Maranz, Steven .
Evidence for an alternative evolutionary and ethnopharmacological role for anti-malarial plants in Sub-Saharan Africa.
Africa's human populations have numerous genetic adaptations linked to resistance to malaria. In addition to Duffy negative blood groups that confer almost complete resistance to Plasmodium vivax and hemoglobinopathies that reduce P. falciparum pathogenicity, there is a relatively higher threshold for bitter taste detection that corresponds geographically to endemic malaria areas. Traditional African anti-malarial therapies feature some extremely bitter treatments, such as touloucouna ('bitter oil') from Carapa procera DC (Meliaceae). However, tolerance to bitter taste may exist in non-human primates as well and probably pre-dates the development of conscious ethnomedicine. This raises the intriguing possibility that dietary compounds may influence malaria.
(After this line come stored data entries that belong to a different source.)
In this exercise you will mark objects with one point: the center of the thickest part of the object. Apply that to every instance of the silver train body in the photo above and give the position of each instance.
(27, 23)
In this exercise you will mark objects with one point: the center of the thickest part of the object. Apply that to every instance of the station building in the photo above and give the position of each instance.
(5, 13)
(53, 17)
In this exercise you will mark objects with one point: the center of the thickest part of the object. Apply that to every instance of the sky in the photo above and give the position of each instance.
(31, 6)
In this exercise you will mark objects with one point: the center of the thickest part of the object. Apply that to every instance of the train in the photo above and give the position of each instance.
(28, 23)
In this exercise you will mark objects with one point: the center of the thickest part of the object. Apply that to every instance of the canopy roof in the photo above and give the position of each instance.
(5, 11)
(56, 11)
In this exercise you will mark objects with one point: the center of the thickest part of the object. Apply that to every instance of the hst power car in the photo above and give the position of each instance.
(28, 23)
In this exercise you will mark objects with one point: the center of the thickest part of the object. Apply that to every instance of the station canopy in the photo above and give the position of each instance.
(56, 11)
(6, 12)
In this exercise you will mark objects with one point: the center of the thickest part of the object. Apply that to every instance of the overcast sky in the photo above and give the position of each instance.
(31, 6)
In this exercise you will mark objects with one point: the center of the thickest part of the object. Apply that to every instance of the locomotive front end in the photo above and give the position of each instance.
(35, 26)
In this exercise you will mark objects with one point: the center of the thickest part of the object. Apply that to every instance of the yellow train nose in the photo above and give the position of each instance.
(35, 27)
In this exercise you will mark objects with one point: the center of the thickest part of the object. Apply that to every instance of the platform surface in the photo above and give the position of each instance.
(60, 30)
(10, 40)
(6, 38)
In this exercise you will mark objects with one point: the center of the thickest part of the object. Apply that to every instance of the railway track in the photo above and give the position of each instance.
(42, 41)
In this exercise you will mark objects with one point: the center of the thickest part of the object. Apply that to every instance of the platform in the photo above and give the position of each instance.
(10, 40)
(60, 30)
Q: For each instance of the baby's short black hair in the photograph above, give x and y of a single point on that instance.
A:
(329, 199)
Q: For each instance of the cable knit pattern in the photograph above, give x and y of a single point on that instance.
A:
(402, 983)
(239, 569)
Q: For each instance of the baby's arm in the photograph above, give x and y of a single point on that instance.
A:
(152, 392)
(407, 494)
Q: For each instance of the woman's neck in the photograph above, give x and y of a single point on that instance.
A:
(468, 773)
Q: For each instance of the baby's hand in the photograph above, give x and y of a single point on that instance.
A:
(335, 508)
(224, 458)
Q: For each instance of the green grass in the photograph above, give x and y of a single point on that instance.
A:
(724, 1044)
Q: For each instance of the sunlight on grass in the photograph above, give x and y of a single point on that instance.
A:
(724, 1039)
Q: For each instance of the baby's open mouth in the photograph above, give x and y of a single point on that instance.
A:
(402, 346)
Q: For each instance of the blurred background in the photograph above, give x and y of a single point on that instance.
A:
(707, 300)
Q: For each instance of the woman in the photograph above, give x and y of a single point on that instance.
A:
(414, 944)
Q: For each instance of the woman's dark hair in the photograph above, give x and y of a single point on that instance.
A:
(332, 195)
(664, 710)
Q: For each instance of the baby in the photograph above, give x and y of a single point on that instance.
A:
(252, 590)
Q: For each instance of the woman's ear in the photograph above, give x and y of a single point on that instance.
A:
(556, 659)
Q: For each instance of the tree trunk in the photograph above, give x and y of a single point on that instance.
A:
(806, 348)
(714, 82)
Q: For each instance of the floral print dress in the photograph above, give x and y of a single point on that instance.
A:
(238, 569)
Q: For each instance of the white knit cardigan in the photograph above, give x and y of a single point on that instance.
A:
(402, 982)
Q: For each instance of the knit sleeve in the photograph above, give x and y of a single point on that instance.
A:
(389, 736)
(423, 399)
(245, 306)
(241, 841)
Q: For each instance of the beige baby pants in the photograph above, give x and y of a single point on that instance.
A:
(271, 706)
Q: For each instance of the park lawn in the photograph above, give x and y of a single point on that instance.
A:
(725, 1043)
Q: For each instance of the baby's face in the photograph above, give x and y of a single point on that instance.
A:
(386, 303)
Experiments using a mouse model of malaria demonstrate that a high oral intake of dietary flavonoids significantly reduces parasite loads and enhances the acquisition of immune memory. However, in vitro assays show that flavonoids marginally inhibit P. falciparum at physiological concentrations. Most in vitro investigations of African anti-malarial plants have likewise found only weak anti-plasmodial activity. This discrepancy may be resolved by the higher active compound concentration required to directly kill the parasite compared to the levels needed to modify the host endothelial environment. If flavonoids and other treatment compounds act primarily on the host rather than the parasite, the key effects will not be detectable in vitro. Thus, the current system of relying on in vitro screening of African plant extracts for direct anti-plasmodial activity is misplaced. Indeed, the epidemiological record of the past century shows that compounds with anti-plasmodial potency at nanomolar doses invariably select for drug resistant parasites. If indigenous equivalents to chloroquine or artemisinin had emerged in Africa's past, they would in all likelihood have failed as well. Given Africa's long exposure to malaria and extensive ethnobotanical experimentation with both diet and therapies, it is more likely that host-acting compounds that are not easily overcome by Plasmodium parasites would have been preferentially retained in the indigenous food ways and pharmacopeia.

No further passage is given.